A few days ago, my sister posted about how everyone is her house has to be reminded about doing chores, and she’s tired of always being the one that has to clean the house. That got me thinking about the time when I was in Wyoming with my girlfriend at the time, and when I attempted to do minor housework because the place was a mess, she did not want me to clean her house. I didn’t ask her why.
BOOM! All of a sudden, all these images and information hit me all at once like a download from the universe. In those few seconds, everything made sense. The breakup was not my fault because we were not meant to be. I was stupid. Too caught up in the moment to see it. There were three takeaways: She didn’t want me to clean her house, the DEMMAND for gas money on the day she was driving me to the airport, and, when I asked her to take a picture of me and my daughter, she did not say a word as I handed her the phone and she snapped the pic, as if she was annoyed. All three things struck me as very odd, and whilst I paid no attention to it at the time, but I made a note of it. It was like she only came into my life to reunite me with my daughter, then she’s gone. Oh well.
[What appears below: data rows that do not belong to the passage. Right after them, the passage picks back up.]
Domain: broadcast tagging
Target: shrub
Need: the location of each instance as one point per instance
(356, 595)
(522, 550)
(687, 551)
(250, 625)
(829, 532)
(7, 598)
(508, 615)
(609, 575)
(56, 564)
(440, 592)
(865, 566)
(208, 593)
Sometimes, despite your best efforts, something may not work out at all because it was not meant to be. Or everything comes together in a totally different manner. I brought my then-girlfriend lingerie, purchased a piece of land in Scotland under her name, and I was in the process of sending her a gift for Valentines Day when the house of cards came tumbling down. I remember what she said about other men that desired her, but she always said no out of respect for me. Believe it or not, I felt insulted. If she was not happy, she was free to find someone else, because I had my own reservations about the relationship, and I considered walking away. No matter. Now I am at peace with it. I have released this pain into the universe and now I can go forth and achieve my ambitions.
That’s all I wanted to say. Thanks for reading my post. Have a good day.